Segui tutte le inchieste del Fatto Quotidiano
Ultimo aggiornamento: 14:07
In ottobre, una delegazione della Coordenação Nacional de Articulação das Comunidades Negras Rurais Quilombolas (Conaq) è arrivata in Italia dal Brasile, accompagnata dall’Ong italiana Cospe, come parte di una tournée europea di incidenza politica e costruzione di alleanze per amplificare una voce di (r)esistenza, denuncia e giustizia. Il loro viaggio porta con sé secoli di storia e custodia degli ecosistemi naturali: una storia di più di ottomila comunità quilombolas brasiliane che si alimenta di identità, memoria e simbiosi con il territorio.

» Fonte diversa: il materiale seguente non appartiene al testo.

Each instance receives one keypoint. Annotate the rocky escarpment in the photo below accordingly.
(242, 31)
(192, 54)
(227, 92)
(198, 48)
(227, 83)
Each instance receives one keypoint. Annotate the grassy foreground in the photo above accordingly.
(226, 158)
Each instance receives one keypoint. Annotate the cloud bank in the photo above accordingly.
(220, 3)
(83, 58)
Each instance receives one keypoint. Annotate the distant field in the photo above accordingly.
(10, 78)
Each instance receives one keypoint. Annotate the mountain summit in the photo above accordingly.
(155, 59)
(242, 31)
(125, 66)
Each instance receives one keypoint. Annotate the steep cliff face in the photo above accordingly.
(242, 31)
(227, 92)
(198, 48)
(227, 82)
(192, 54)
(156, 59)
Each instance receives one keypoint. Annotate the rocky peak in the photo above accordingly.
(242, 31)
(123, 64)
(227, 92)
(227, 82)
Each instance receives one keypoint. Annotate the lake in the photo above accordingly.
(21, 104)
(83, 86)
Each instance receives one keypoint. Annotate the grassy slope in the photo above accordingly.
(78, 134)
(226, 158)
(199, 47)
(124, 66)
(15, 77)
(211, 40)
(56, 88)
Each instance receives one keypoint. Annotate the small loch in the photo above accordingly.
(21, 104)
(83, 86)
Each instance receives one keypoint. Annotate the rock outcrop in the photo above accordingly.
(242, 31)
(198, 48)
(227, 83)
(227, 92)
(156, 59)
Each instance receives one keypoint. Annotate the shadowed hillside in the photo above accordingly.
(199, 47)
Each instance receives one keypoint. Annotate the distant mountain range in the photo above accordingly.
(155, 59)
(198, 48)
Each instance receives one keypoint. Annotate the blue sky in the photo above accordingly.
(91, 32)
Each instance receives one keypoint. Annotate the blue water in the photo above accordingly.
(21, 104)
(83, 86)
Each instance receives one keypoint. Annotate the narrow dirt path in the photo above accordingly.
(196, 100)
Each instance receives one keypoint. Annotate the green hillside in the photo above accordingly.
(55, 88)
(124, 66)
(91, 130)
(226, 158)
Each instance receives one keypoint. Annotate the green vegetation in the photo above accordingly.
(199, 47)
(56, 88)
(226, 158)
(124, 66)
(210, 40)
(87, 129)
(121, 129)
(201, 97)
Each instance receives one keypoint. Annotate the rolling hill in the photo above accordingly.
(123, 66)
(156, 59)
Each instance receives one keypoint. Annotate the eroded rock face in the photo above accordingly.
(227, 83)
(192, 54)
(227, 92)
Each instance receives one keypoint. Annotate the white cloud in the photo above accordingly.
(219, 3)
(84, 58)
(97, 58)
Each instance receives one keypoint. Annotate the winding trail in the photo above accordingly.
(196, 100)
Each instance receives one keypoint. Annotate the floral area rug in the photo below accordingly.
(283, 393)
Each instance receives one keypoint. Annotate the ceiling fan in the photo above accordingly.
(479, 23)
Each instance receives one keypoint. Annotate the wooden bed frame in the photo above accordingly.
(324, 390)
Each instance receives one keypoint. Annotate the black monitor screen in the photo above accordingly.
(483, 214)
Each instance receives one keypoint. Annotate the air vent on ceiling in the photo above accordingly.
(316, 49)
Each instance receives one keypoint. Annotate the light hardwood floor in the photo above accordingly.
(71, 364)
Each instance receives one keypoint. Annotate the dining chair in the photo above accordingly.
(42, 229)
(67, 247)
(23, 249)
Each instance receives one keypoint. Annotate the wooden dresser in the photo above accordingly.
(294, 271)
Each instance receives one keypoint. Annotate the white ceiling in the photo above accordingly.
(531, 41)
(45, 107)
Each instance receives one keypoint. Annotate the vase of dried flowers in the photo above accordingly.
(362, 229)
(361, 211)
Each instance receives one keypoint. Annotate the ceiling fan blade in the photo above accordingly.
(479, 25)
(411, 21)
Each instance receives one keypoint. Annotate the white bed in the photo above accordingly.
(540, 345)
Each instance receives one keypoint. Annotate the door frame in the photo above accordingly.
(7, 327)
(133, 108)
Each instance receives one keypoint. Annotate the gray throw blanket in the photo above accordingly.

Il progetto “Resistencia Quilombola” ha visto oltre alle tappe italiane anche Madrid, Bruxelles e Ginevra, per dialogare con università e centri di ricerca, con alti rappresentanti e commissioni tematiche dell’Onu, con autorità dell’Ue, con l’Ifad (Fondo Internazionale per lo Sviluppo Agricolo) e con rappresentanze parlamentari. Tra le azioni di incidenza vi è la presentazione di un report, il cui nome risulta già molto eloquente, “Vidas Interrumpidas”: un documento che traccia e denuncia omicidi, attacchi e minacce contro chi difende la terra e la vita, con particolare attenzione alla violenza efferata che colpisce le donne. Tra il 2019 e il 2024 infatti, sono stati registrati ventidue omicidi di donne quilombolas, oltre a numerosi tentativi di assassinio e molteplici aggressioni. Non si tratta solo di numeri: dietro ogni vita spezzata c’è una comunità che perde una voce, una guida, una radice.